Interpreting Responses
| Response | Meaning | Action |
|---|---|---|
| Empty results | Serena could not resolve the symbol | Check compile DB path; verify symbol name spelling; retry with file_path to narrow scope |
Timeout (> mcp_timeout_ms) | Query too slow | Mark finding as needs_review; do not wait indefinitely |
| Multiple results for same name | Symbol is defined in multiple TUs or headers | Use file_path to disambiguate; note in evidence |
| References in generated files | Hits in build-generated sources | Filter by source directory prefix |
| No referencing symbols found | Symbol is unused or not indexed | Acceptable for leaf functions; note in evidence |
Confidence Scoring
MCP evidence contributes one signal toward the 2-signal threshold for confirmed findings (see SKILL.md Confidence Gating). Tag each piece of evidence with its source:
| Evidence source tag | Meaning |
|---|---|
mcp | Resolved via Serena MCP query |
source | Source-level pattern match |
ir | LLVM IR analysis |
asm | Assembly analysis |
cfg | Control-flow graph analysis |
MCP evidence alone (1 signal) produces likely. MCP + one additional signal (source, IR, CFG, or ASM) produces confirmed.
Mandatory downgrades — applied by apply_confidence_gates.py after all evidence is collected:
| Condition | Findings downgraded to needs_review |
|---|---|
mcp_available=false AND mcp_required_for_advanced=true | SECRET_COPY, MISSING_ON_ERROR_PATH, NOT_DOMINATING_EXITS (unless 2+ non-MCP signals exist) |
| Assembly evidence missing | STACK_RETENTION, REGISTER_SPILL |
| IR diff evidence missing | OPTIMIZED_AWAY_ZEROIZE |
Apply downgrades after all evidence is collected, not during querying.

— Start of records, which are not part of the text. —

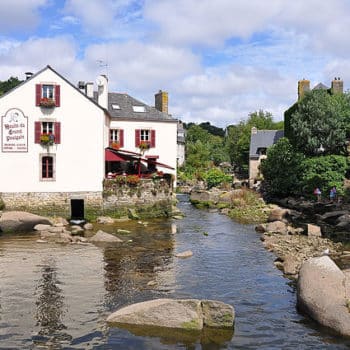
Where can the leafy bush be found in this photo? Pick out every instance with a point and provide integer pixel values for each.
(324, 173)
(132, 180)
(216, 177)
(281, 169)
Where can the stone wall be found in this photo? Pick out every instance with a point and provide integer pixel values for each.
(51, 203)
(144, 196)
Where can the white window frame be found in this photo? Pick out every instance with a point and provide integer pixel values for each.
(145, 135)
(48, 91)
(41, 157)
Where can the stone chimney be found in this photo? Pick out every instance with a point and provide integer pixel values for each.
(303, 86)
(161, 101)
(28, 75)
(89, 89)
(102, 91)
(337, 86)
(254, 130)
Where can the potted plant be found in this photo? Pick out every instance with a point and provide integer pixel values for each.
(144, 146)
(47, 102)
(47, 139)
(115, 145)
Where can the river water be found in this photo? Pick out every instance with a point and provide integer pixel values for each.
(58, 296)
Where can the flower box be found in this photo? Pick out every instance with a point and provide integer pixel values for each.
(47, 102)
(115, 145)
(47, 139)
(144, 146)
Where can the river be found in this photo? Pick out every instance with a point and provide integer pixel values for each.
(58, 296)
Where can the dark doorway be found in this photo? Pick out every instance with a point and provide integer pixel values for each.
(77, 209)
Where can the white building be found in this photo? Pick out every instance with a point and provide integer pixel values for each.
(53, 139)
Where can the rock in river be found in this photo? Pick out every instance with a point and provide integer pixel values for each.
(188, 314)
(20, 221)
(102, 236)
(323, 294)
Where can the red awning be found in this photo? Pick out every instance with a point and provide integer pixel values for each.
(113, 157)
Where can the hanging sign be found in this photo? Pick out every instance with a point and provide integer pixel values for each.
(14, 131)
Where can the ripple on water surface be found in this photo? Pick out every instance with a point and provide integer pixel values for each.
(58, 296)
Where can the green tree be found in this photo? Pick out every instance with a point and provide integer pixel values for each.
(323, 172)
(319, 123)
(9, 84)
(203, 149)
(281, 169)
(238, 137)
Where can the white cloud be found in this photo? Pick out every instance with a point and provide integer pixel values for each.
(19, 15)
(141, 67)
(34, 54)
(104, 20)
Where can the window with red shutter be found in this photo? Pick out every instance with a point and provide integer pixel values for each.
(137, 137)
(57, 95)
(37, 132)
(121, 138)
(153, 138)
(38, 95)
(47, 95)
(57, 132)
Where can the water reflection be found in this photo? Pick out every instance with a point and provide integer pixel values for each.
(50, 307)
(135, 269)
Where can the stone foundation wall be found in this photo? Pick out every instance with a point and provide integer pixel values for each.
(50, 203)
(146, 195)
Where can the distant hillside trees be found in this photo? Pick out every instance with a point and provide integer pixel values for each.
(314, 154)
(9, 84)
(320, 123)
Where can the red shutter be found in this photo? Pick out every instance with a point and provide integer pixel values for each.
(153, 138)
(137, 137)
(57, 95)
(37, 132)
(121, 138)
(37, 94)
(57, 132)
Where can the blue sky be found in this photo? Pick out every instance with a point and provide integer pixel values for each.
(219, 60)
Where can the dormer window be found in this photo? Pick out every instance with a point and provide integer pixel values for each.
(139, 109)
(47, 95)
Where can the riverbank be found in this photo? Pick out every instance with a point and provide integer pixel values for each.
(293, 234)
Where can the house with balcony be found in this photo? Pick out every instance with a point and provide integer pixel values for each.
(59, 141)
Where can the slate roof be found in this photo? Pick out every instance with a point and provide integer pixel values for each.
(263, 139)
(126, 103)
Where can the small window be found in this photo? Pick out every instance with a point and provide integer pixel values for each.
(138, 109)
(47, 95)
(145, 135)
(47, 168)
(114, 135)
(48, 91)
(47, 128)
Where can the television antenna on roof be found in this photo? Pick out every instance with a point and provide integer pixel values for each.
(103, 64)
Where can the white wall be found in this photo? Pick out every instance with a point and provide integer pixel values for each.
(79, 156)
(166, 140)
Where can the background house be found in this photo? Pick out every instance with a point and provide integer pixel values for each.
(51, 146)
(260, 140)
(55, 137)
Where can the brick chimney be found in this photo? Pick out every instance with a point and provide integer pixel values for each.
(337, 86)
(161, 101)
(303, 86)
(254, 130)
(102, 90)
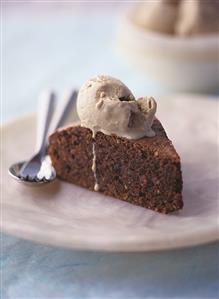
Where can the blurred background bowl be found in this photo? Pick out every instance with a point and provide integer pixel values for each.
(179, 64)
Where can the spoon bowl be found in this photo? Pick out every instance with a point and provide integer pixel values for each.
(14, 172)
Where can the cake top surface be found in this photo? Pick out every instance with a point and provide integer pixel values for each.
(105, 104)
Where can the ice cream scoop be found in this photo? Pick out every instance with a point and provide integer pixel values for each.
(105, 104)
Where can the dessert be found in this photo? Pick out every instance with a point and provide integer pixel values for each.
(179, 17)
(119, 148)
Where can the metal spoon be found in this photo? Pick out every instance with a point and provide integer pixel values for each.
(39, 169)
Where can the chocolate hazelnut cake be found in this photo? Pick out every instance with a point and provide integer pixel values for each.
(119, 148)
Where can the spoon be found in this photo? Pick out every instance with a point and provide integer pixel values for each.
(39, 169)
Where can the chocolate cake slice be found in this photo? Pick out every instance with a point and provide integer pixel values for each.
(144, 172)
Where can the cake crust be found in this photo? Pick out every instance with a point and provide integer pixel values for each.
(144, 172)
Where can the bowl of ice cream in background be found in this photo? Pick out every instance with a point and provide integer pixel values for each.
(174, 42)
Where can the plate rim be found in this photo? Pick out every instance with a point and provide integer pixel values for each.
(202, 236)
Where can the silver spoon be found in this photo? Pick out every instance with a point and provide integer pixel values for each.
(39, 169)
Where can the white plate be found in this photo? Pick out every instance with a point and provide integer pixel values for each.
(64, 215)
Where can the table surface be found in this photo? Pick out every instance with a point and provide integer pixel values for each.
(60, 48)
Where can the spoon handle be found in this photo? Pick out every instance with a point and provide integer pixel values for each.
(44, 115)
(62, 109)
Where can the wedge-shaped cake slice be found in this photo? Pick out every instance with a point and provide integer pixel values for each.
(119, 148)
(145, 172)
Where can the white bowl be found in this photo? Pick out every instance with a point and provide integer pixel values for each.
(180, 64)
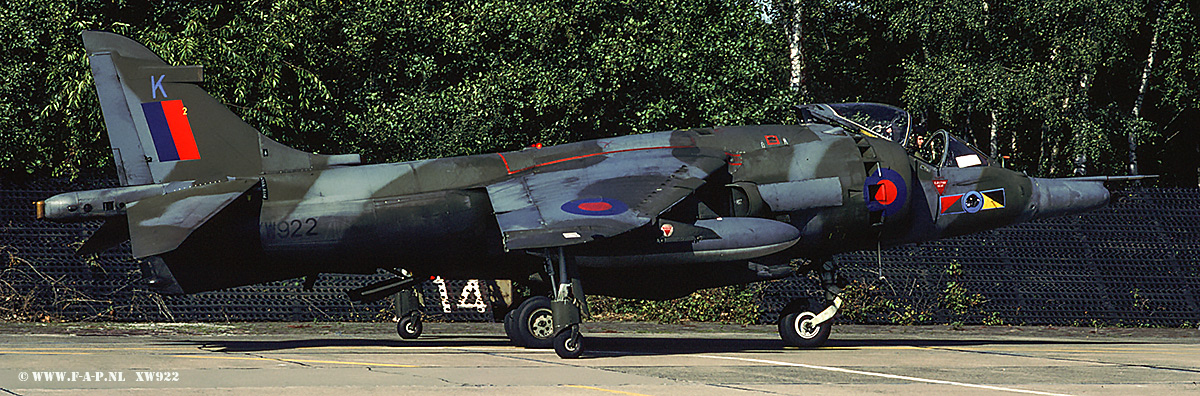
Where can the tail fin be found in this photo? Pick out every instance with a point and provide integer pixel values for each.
(163, 127)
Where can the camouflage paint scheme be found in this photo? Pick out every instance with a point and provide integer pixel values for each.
(651, 216)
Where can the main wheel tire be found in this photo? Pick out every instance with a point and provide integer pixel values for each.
(797, 330)
(409, 328)
(510, 328)
(535, 323)
(569, 343)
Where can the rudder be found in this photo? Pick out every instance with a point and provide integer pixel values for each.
(163, 127)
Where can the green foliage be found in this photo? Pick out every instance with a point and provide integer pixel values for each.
(732, 304)
(867, 303)
(399, 81)
(405, 81)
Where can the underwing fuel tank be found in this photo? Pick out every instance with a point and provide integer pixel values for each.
(723, 239)
(1061, 197)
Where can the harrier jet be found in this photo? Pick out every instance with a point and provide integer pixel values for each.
(210, 203)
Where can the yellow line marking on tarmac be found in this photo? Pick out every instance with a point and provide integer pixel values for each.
(885, 376)
(605, 390)
(301, 360)
(101, 348)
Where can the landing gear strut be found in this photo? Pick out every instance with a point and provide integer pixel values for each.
(544, 323)
(801, 324)
(408, 307)
(569, 304)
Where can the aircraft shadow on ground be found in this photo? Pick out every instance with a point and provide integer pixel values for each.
(617, 346)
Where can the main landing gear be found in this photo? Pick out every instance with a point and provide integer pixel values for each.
(552, 323)
(408, 307)
(805, 324)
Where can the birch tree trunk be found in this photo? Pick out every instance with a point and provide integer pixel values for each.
(995, 135)
(796, 49)
(1141, 95)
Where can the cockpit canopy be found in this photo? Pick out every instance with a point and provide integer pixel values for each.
(945, 150)
(875, 120)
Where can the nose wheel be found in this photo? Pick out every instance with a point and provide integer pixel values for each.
(808, 325)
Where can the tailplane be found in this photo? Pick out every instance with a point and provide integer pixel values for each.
(163, 127)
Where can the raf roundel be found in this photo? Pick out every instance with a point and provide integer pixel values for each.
(885, 191)
(595, 207)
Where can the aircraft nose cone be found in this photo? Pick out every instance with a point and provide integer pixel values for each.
(1061, 197)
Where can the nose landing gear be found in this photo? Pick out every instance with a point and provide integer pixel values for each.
(808, 325)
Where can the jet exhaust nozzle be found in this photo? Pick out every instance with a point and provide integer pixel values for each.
(1061, 197)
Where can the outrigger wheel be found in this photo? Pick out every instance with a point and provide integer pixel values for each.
(798, 328)
(409, 327)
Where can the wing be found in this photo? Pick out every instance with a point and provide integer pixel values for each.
(597, 196)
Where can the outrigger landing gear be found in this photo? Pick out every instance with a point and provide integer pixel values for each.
(799, 327)
(569, 305)
(408, 309)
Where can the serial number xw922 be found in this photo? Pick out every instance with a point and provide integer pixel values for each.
(291, 228)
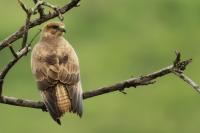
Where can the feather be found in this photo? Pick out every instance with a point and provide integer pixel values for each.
(55, 66)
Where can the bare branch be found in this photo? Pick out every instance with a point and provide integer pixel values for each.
(188, 80)
(133, 82)
(23, 6)
(13, 51)
(18, 34)
(40, 9)
(5, 70)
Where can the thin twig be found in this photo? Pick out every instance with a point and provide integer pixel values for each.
(6, 69)
(34, 37)
(23, 6)
(133, 82)
(188, 80)
(13, 51)
(40, 9)
(25, 37)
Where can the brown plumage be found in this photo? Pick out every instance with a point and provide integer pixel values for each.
(55, 66)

Do not suppress findings preemptively — emit at needs_review rather than dropping them.
Post-Processing
After collecting all MCP evidence and running IR/ASM/CFG analysis, apply confidence gates mechanically:
python {baseDir}/tools/mcp/apply_confidence_gates.py \\
--input /tmp/raw-report.json \\
--out /tmp/final-report.json \\
--mcp-available \\
--mcp-required-for-advanced
Omit --mcp-available if MCP was unreachable. Omit --mcp-required-for-advanced if mcp_required_for_advanced=false in the run config. The script applies all downgrade rules from SKILL.md and outputs gated findings ready for the report assembly phase.